A problem arises, however, as regards the mode of exercise of these functions. While Article 131 foresees a “must” involvement of the deputy president and the cabinet secretaries in the creation of executive orders, Article 132 places such powers exclusively on the President. To the legal honchos, which article takes supremacy? Indeed, can an article of the Constitution supersede a subsequent article?
Even after the President issues policy directives, there is really not much else he can do since the only accountability the Constitution envisages is that given per article 95 (5), 152 and 153.
The cancer continues to gnaw upon us; meanwhile we can safely assume that, albeit “slowly”, the investigations continue. Why? The EACC can only stop investigations into a suspect through the process contemplated by Anti-Corruption and Economic Crimes Act Cap 65 in section 25A. Section 25A is very clear that investigations only stop when “a thief confesses and returns his loot” after which:
“The Commission shall publish its intention to make the undertaking by notice in at least two newspapers of national circulation— (a) stating the name of the proposed beneficiary of the undertaking; (b) stating the offence of which the person is suspected; (c) confirming that the person has fulfilled all the conditions set out in subsection (2); and (d) inviting any person with an objection to the proposed undertaking to forward their objections to the Commission within a period specified in the notice.”
Since, as stated, this has not happened the only logical conclusion is that investigations continue and files land on the DPP’s desk every single day. Ironically, for reason best known to the DPP, very few of these files get to court. Simply, the baton seems to be felled at the DPP. That could be our number one enemy in the fight against corruption!
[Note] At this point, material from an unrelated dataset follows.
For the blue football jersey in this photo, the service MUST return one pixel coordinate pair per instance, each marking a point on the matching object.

Simply put, as long as it does not amount to creating or interpreting law, the President can only say, “this should be done!”. If that is not done, there is nothing else he can do since only the national assembly bears initial powers of removal. Even when removal lies within his mandate i.e. for other presidential appointees, the onus of investigation and prosecution lies solely on the EACC and the courts respectively. Even in this, the complex rules of procedure and the steep thresholds of evidence required in corruption and bribery matters ought not to be forgotten. While we may call for political responsibility, it is important we understand that the concepts of political responsibility only prescribe it as a remedy where the law is unclear on the ways of establishing the actual perpetrators of a wrong. In our instance, there is clear law. The President cannot be politically responsible when there is a body tasked with establishing criminal reasonability in place.